Alarming_Orchid

Alarming_Orchid t1_jea6k77 wrote

“Once upon a time, there was a young warrior. He was born into wealth and nobility, and he was meant to be one of the king's counsel, but all the young warrior wanted to do was fight. So he pleaded his father and mother to let him go to war. And even though they loved their son, they allowed him freedom.

And battle after battle, war after war, he proved himself to be the greatest warrior the kingdom had ever seen. After many years of service, he rose from a young knight to be a great general who commanded the entire Kingdom's army. But eventually, he wanted to retire. He had grown tired of the fighting, and more importantly, he found a woman, his true love, who he made his wife.

But the king wanted him to prove himself one last time. The king said, "Destroy our enemy, the Northern Empire, and you shall have earned your rest." The warrior agreed. He took only fifty of his best, his most loyal comrades, and disappeared into the land. And as six years pass by, the warrior returned home, his fifty comrades with him. He had taken the emperor's head, and murdered hundreds, and displaced thousands of innocent souls as what was once the Empire was plunged into chaos in his wake. Yet he thought he could live with all of it if only he could return to his family, and his love.

He could not. As the warrior returned home, he was taken prisoner by the king to be executed. His comrades were slaughtered, and only seven escaped. His family, who he begged to let him go to war, was murdered, and his wife, who he left behind alone to go to war, was executed. The next morning, he was taken to be beheaded, in front of the people of the kingdom. None were as silent as those who witnessed the warrior that day, and the only sounds heard were the executioner sharpening his axe, and the traitor king with his royal guards, still fearing the warrior even as he was in chains. "What king would I be," said he, "if I let a usurper by my side?" The king then told the people that the warrior wanted the Northern Empire for his own, and set his sights on the Kingdom, and therefore must be slain. He spun tales of how the warrior killed his own soldiers, and how his family plotted against the king.

The sunlight of dawn gazed upon his visage for all to see. He wore the years of battle as countless scars upon his body. The memory of his loved ones took shape as tears, as he knew what killed them was his passion for warfare. His eyes, once burned brightly with the strength of his youth, now belonged to a broken man who lost everything.
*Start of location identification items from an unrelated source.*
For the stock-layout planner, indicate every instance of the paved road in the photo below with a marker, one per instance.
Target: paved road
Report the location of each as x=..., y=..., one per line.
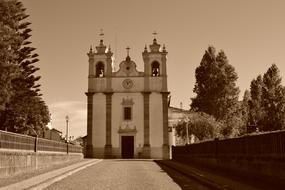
x=118, y=174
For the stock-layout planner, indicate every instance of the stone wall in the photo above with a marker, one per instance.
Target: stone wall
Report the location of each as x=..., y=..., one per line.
x=15, y=162
x=257, y=156
x=21, y=153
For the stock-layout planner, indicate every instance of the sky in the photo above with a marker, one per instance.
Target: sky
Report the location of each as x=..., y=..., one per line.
x=251, y=32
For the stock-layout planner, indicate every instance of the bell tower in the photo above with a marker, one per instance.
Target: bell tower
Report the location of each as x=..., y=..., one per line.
x=127, y=109
x=100, y=68
x=155, y=97
x=155, y=66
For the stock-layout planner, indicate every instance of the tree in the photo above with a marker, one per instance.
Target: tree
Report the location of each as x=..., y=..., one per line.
x=9, y=42
x=273, y=100
x=24, y=110
x=200, y=124
x=217, y=93
x=256, y=112
x=215, y=85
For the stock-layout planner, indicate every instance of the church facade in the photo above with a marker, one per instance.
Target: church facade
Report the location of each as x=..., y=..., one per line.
x=127, y=110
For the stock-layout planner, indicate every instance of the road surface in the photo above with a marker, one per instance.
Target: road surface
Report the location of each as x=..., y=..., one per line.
x=119, y=174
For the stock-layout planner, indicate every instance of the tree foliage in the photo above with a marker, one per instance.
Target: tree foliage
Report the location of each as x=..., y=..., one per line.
x=23, y=108
x=256, y=112
x=215, y=85
x=267, y=101
x=273, y=100
x=200, y=124
x=217, y=93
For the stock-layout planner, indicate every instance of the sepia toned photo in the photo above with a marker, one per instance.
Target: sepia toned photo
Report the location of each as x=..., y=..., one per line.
x=142, y=94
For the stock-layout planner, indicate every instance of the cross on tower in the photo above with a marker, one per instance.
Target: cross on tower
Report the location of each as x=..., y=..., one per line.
x=101, y=32
x=128, y=51
x=154, y=34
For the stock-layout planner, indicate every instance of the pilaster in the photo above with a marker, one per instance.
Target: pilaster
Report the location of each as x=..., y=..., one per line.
x=108, y=145
x=146, y=146
x=89, y=146
x=165, y=125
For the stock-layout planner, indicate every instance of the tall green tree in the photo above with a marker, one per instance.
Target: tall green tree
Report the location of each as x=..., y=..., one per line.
x=25, y=111
x=9, y=43
x=256, y=112
x=200, y=124
x=217, y=93
x=273, y=100
x=215, y=85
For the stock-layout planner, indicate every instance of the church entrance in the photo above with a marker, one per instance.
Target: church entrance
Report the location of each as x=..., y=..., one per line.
x=127, y=146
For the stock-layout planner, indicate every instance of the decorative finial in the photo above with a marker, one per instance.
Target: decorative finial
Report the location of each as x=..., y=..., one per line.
x=101, y=32
x=154, y=34
x=145, y=48
x=128, y=51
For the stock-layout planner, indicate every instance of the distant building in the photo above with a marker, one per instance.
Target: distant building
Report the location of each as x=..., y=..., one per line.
x=176, y=115
x=127, y=109
x=52, y=134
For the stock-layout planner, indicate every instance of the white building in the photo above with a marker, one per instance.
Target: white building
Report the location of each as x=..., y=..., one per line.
x=127, y=109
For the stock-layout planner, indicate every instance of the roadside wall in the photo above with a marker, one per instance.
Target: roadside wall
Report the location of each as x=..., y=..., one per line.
x=22, y=153
x=257, y=156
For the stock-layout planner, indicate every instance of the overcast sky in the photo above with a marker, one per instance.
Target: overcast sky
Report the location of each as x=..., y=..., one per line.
x=251, y=32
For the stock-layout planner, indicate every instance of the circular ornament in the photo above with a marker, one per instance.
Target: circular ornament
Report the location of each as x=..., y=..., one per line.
x=128, y=83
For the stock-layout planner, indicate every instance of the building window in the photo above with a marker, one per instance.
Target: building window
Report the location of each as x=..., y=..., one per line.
x=100, y=69
x=127, y=113
x=155, y=69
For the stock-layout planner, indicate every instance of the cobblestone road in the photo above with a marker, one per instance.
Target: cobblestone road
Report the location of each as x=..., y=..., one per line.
x=118, y=174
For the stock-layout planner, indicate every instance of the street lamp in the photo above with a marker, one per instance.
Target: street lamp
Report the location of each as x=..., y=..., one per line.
x=66, y=119
x=187, y=133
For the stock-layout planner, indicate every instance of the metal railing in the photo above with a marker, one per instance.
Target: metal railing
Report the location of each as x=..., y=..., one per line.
x=14, y=141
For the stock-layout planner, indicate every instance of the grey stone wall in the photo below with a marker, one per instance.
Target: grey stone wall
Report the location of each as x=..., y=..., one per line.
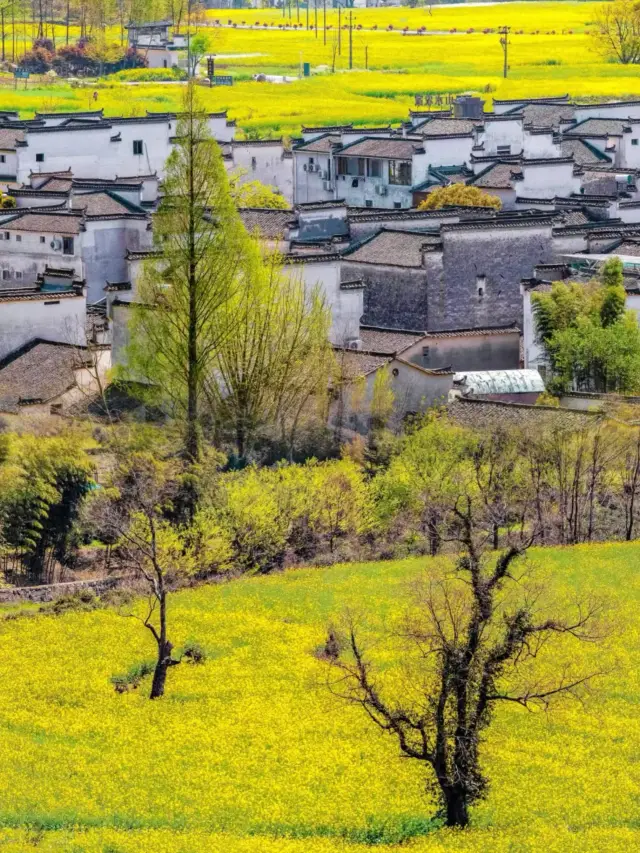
x=50, y=592
x=501, y=352
x=502, y=256
x=394, y=297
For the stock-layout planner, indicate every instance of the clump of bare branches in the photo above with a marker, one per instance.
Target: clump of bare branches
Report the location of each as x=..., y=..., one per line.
x=480, y=634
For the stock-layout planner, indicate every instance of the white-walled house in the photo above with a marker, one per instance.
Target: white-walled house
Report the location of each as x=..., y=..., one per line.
x=345, y=298
x=92, y=237
x=264, y=160
x=93, y=146
x=49, y=311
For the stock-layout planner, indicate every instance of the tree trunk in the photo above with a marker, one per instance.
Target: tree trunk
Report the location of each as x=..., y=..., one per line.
x=434, y=535
x=457, y=807
x=160, y=672
x=193, y=437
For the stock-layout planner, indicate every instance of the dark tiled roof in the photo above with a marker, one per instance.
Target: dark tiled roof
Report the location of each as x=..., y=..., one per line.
x=392, y=248
x=66, y=173
x=631, y=248
x=583, y=153
x=321, y=145
x=370, y=215
x=270, y=224
x=387, y=341
x=48, y=223
x=598, y=127
x=56, y=185
x=401, y=149
x=38, y=373
x=576, y=217
x=487, y=414
x=103, y=204
x=448, y=126
x=545, y=114
x=489, y=331
x=499, y=176
x=354, y=363
x=8, y=138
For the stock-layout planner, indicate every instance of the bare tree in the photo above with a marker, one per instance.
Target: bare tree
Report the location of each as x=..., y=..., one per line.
x=133, y=513
x=471, y=641
x=617, y=31
x=631, y=485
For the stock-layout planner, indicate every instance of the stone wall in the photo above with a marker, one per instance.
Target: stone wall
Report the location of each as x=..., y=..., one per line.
x=49, y=592
x=394, y=297
x=476, y=281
The king looked at his executioner. The executioner looked at the warrior. He braced his axe, and with one swung, broke the warrior’s chains. The king rose up, first in anger, then fear, as the warrior took the executioner’s sword. He cowered behind his royal guards, and they drew their weapons, but to the king’s horror, they cut his arm, impaled his knees, and forced him to the ground. The warrior, standing above the king as he wept and begged, drove the sword into his throat, and stained the castle’s steps with his blood as he laid choking and bleeding. As the king whimpered his last breath, all the people of the kingdom looked upon the warrior. All those he fought and bled for. “He lied to you all,” said the warrior, “about everything.” “We know,” one of the guards spoke. “All of us know.” “The throne is for you,” said a child mong the crowd. The king was dead, and the kingdom was left without a ruler. All of it could be his.

Those were the last words ever written about that day. The warrior never took the mantle of a king, and once again disappeared into the lands, and nothing else was written about him. Some say he took his own life as the loss of his loved ones were too hard to bear. Others say his late wife had left behind a child, and lived far away from civilization. The royal guards, who were later known to be the seven escaped soldiers the king failed to kill, forged an age of peace that lasted to this day. And the events of that fateful morning were forever since known as the Quiet Revolution.”